で、そのメロディに乗っている歌詞がこれまで以上に酷い。根源的なレベルで意識に染み付いた諦念、「今は最低だと思ってたけど本当は今が最高でこれ以上良くなりようがない」と言った世界観が呆れるほど素っ気無く、そして力無く吐き出される様は、本当にどうしようもなく終わっている。ユーモアや攻撃性がほぼ取り払われている分、無力感や虚無感がそのまま迫って来る感じ。

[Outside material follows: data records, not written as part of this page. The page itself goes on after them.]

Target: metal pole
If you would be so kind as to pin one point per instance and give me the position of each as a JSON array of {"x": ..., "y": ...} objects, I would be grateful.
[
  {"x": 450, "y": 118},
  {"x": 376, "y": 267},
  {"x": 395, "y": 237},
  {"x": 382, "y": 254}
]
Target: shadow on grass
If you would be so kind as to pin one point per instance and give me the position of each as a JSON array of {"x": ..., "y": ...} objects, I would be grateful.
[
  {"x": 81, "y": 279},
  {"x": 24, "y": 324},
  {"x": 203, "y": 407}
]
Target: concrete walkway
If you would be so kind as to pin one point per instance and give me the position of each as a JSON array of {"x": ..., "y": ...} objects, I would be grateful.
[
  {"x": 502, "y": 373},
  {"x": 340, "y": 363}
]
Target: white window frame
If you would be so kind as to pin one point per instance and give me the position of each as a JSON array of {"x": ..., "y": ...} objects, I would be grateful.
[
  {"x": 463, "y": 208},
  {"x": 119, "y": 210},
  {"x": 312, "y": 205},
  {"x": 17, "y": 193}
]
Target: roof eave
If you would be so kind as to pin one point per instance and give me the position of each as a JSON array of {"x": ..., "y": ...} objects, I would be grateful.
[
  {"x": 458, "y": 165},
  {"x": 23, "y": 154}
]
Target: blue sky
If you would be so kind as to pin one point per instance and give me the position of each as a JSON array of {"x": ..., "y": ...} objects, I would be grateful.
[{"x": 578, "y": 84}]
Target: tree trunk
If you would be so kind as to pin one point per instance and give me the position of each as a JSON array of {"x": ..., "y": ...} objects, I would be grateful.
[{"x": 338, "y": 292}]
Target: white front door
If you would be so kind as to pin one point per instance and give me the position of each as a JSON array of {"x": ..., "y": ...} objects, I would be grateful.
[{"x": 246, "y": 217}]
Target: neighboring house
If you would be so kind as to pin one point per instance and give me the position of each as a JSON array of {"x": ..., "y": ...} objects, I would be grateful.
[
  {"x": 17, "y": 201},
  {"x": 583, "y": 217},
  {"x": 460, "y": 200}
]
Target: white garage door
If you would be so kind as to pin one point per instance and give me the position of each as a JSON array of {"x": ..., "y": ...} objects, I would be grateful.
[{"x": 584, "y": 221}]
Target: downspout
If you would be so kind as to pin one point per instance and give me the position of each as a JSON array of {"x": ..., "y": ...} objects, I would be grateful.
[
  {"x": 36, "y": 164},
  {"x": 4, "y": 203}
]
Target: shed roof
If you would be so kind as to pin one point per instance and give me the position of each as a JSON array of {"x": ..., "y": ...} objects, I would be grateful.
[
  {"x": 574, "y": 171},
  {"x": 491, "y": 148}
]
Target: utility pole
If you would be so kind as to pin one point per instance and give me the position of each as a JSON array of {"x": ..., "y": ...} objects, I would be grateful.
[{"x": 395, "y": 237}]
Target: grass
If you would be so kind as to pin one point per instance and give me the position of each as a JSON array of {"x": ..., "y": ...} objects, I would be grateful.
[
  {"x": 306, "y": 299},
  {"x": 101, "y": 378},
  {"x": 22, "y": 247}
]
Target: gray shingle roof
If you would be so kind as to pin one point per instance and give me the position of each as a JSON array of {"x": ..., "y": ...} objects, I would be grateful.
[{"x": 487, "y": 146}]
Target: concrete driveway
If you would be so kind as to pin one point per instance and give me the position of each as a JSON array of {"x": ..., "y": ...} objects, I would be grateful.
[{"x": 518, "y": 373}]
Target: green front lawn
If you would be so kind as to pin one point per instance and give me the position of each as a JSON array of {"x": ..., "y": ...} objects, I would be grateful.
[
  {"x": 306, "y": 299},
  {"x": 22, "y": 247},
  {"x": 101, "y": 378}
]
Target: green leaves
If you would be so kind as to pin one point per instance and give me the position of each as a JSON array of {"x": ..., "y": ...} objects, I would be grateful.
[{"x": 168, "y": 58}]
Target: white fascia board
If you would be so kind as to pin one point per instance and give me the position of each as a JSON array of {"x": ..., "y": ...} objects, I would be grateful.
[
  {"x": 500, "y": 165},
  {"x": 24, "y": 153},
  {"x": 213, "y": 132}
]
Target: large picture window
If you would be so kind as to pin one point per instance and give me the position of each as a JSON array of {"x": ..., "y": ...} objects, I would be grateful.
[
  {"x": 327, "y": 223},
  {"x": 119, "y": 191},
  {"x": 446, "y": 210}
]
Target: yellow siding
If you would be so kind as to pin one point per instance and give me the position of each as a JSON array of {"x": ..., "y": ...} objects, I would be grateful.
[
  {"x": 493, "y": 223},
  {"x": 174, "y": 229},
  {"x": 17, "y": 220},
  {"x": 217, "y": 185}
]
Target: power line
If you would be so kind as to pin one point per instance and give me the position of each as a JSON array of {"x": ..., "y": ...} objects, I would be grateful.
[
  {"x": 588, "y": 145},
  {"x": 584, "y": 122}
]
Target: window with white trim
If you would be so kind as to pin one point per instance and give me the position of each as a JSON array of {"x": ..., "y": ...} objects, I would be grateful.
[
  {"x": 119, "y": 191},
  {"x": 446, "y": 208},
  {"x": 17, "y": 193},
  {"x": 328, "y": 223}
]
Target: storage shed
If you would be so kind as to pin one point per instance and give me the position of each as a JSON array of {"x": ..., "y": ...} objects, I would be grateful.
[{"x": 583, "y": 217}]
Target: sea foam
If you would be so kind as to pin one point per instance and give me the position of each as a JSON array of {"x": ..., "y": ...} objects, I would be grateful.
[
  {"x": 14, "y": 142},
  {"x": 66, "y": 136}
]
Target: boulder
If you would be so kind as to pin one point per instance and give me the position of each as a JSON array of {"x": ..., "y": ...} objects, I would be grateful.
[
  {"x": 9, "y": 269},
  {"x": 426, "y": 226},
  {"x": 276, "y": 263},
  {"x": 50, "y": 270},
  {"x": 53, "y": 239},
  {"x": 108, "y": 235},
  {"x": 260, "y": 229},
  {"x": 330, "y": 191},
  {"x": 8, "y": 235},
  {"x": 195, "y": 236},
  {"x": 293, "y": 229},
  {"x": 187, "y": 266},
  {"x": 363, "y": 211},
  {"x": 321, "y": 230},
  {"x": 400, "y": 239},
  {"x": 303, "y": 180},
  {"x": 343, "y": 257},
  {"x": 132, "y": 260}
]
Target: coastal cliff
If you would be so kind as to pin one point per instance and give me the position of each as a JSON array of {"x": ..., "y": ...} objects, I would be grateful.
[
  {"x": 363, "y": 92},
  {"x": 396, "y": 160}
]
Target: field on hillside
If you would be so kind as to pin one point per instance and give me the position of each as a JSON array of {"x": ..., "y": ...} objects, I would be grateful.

メロディと歌詞を分けて聴く事がほぼ不可能(言葉を乗せるのがすごく巧みなので)で、聴くほどに嫌でも歌詞の内容が頭に刷り込まれる、逃げ場の無い仕組み。これはキツい。本当に良い曲で、そしてバンドサウンドが骨太でがっちりしているだけにキツい。



ここ2日で買ったもの。
ZAZEN BOYSZazen boys ……「Num-Heavymetallic」の路線を一部で引き継ぎつつもやはり別物、パンクでファンクで念仏でプログレ。ポップでなく、掴み所も無い音なので、しばらく聴き込まないと味が出て来ない感じ。何となく、ディシプリンを連想する。
ICED EARTH/Glorious Burden ……純度100%ヘヴィメタル。神。ZAZEN BOYSが上記のような音だったので、一緒に買ったこちらの堂々とメタルの信念を貫く様が余計熱く格好良く聴こえる。ただ、厚みに欠けるサウンドプロダクションはかなり疑問。
どちらも、しばらくしてから感想を書くつもり。